In the midst of scenery like this, “Old Davy” Twiggs appeared like a perfectly natural feature. His robust and capacious body, powerful shoulders, bull-neck, heavy, cherry-red face, and nearly six feet of erect stature represented physical energy at its maximum. With bristling white hair and, when the regulations did not interfere, a thick white beard, he seemed like a kind of snow-clad volcano, a human Ætna, pouring forth a red-hot flood of orders and objurgations from his crater of a mouth; and he was vastly enjoyed by the rough soldiers even when, as they said, he “cursed them right out of their boots.” In a more strictly human aspect he made an excellent disciplinarian, and he could get more work out of the men than anybody else in the army; but as a warrior, while he always looked thirsty for a fight, he was thought over-anxious to fight another day—to be, in short, a hero of the future instead of the past; and as a general, Scott had already said that he was not qualified “to command an army—either in the presence, or in the absence of an enemy.” His brains were, in fact, merely what happened to be left over from the making of his spinal cord, and the soldiers’ names for him—the “Horse” and the “Bengal Tiger”—classed him fairly as regarded intellect.[20]

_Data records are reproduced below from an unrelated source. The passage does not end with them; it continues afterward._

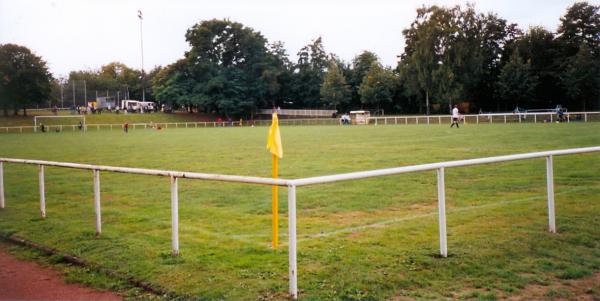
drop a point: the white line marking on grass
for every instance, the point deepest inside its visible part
(385, 223)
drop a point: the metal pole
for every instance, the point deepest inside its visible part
(1, 185)
(442, 212)
(550, 185)
(42, 191)
(97, 202)
(74, 105)
(174, 216)
(142, 48)
(62, 97)
(292, 242)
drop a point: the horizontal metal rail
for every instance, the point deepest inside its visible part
(432, 166)
(292, 185)
(155, 172)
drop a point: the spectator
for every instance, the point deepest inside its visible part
(455, 116)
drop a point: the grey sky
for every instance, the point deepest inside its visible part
(75, 34)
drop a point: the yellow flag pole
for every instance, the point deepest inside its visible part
(275, 205)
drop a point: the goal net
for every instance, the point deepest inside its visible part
(59, 123)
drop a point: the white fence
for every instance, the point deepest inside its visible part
(292, 185)
(490, 118)
(292, 112)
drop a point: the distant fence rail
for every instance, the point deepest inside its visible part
(292, 185)
(291, 112)
(490, 118)
(485, 118)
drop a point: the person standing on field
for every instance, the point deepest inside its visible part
(455, 117)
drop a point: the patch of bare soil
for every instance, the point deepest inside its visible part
(24, 280)
(587, 288)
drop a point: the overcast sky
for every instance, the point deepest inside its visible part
(78, 34)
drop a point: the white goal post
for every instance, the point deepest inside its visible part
(35, 120)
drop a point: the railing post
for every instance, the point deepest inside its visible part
(1, 185)
(550, 188)
(292, 242)
(97, 202)
(174, 216)
(442, 212)
(42, 191)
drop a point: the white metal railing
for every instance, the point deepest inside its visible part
(292, 185)
(294, 112)
(387, 120)
(540, 117)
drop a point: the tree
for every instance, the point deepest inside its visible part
(360, 66)
(582, 79)
(24, 78)
(226, 63)
(539, 47)
(309, 73)
(377, 87)
(580, 24)
(334, 91)
(516, 84)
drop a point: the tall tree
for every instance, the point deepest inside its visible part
(582, 79)
(24, 78)
(334, 91)
(377, 87)
(580, 24)
(516, 84)
(539, 47)
(309, 73)
(226, 62)
(360, 66)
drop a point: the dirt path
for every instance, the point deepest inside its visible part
(24, 280)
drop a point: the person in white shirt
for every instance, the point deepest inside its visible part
(455, 116)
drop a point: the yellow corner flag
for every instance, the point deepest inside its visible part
(274, 146)
(274, 139)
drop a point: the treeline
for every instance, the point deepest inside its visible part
(451, 55)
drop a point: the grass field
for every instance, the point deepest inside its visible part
(370, 239)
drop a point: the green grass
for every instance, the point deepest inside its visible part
(370, 239)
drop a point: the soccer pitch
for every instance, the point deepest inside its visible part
(360, 240)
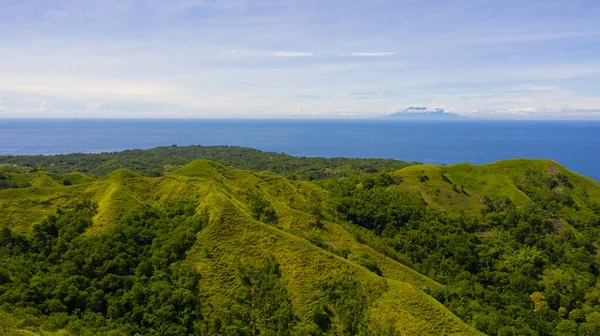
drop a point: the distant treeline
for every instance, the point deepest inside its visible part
(156, 161)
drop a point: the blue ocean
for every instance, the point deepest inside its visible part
(574, 144)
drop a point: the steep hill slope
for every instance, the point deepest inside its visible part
(311, 250)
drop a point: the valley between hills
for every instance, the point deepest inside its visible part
(234, 241)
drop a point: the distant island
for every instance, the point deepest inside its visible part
(422, 113)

Twiggs had been warned by Scott that a substantial army, commanded by Santa Anna, lay in his front; lancers were encountered on April 11; and a reconnaissance of that afternoon, made because the enemy were said to be in force just ahead, proved that guns commanded the pass of Cerro Gordo; yet the next morning he advanced in the usual marching order. Nothing saved his division but the eagerness of the Mexicans. They opened fire before he was entirely within the jaws of death, and he managed to retreat—extricating his train with difficulty, however. The enemy have given up and withdrawn, boasted Santa Anna, while the Americans felt ashamed. Further reconnoitring on that day gave a still more impressive idea of the problem ahead; but the General, as if intoxicated by holding an independent command, ordered an assault made at daybreak the next morning. The Volunteer Division, consisting at present of two brigades, a field battery and a squadron of cavalry, then arrived. Patterson, who led it, seemed, however, by no means eager to accept the responsibility of command, and, as no confidence whatever was felt in Pillow, the second in rank, he placed the entire force under Twiggs on the ground of illness. Pillow and Shields, who were thought no less willing than Twiggs to make a bid for glory at the expense of their men, then demanded a day for rest and preparation; and accordingly, about sunset on the thirteenth, orders for the attack were issued.[20]